Milk fat percentage decreased significantly (P < 0.001) during treatment with the two diets as compared to the control period. The individual saturated fatty acids C4:0, C6:0, C8:0, C14:0 and C16:0 decreased significantly (P < 0.05) while five USFAs (C14:1, C18:1n11t, C20:3n3, C20:5n3 and CLA:t10c12) increased remarkably (P < 0.05) in response to both treatments. Analysis of 361 million sequence reads generated 321 known bovine miRNAs and 176 novel miRNAs. The expression of fourteen and twenty-two miRNAs was affected (P < 0.05) by linseed and safflower oil treatments, respectively. Seven miRNAs including six up-regulated (bta-miR-199c, miR-199a-3p, miR-98, miR-378, miR-148b and miR-21-5p) and one down-regulated (bta-miR-200a) were found to be regulated (P < 0.05) by both treatments, and thus considered core differentially expressed (DE) miRNAs.
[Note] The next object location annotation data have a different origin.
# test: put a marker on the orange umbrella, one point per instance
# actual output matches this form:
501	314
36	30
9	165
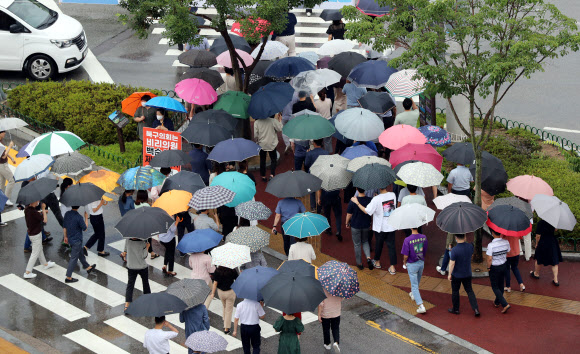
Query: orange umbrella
174	201
131	103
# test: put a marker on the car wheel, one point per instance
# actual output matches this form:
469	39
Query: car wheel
41	68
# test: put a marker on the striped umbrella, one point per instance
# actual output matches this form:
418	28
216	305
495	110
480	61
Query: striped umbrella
405	84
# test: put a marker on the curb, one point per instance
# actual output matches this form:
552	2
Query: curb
404	315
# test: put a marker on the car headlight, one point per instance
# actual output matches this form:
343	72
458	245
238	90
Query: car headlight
62	43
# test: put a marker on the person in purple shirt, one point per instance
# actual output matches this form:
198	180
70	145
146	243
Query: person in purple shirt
414	251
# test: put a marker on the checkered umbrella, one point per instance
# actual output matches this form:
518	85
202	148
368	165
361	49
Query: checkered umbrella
251	236
211	197
206	342
253	210
338	279
230	255
191	291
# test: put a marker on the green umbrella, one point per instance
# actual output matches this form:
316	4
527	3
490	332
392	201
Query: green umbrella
235	103
308	127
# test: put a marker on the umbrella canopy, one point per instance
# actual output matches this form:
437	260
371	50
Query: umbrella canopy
527	186
289	67
32	167
211	198
251	236
509	221
36	190
410	216
308	127
185	181
404	84
198	57
199	241
359	124
436	136
332	170
306	224
238	183
400	135
371	74
143	223
235	103
554	211
191	291
250	281
493	174
270	99
339	279
461	218
293	184
420	174
362	161
156	305
141	178
253	210
230	255
377	102
373	176
291	293
54	144
167	103
234	149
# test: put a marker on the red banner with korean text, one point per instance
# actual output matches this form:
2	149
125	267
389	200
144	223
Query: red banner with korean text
155	141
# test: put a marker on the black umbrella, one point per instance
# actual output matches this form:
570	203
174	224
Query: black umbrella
156	305
293	184
143	223
36	190
461	153
169	158
344	62
461	218
219	45
81	194
198	57
373	176
493	174
299	266
291	293
207	134
184	181
377	102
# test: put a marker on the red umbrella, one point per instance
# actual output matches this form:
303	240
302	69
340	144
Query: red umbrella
401	134
418	152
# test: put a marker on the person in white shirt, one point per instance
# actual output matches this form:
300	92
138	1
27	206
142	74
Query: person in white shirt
248	315
157	340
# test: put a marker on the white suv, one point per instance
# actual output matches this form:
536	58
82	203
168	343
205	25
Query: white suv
39	40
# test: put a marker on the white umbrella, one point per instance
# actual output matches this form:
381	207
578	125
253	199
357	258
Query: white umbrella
554	211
The gene targets of core DE miRNAs have functions related to gene expression and general cellular metabolism (P < 0.05) and are enriched in four pathways of lipid metabolism (3-phosphoinositide biosynthesis, 3-phosphoinositide degradation, D-myo-inisitol-5-phosphate metabolism and the superpathway of inositol phosphate compounds).

CONCLUSION

Our results suggest that DE miRNAs in this study might be important regulators of bovine mammary lipogenesis and metabolism. The novel miRNAs identified in this study will further enrich the bovine miRNome repertoire and contribute to understanding mammary gland biology.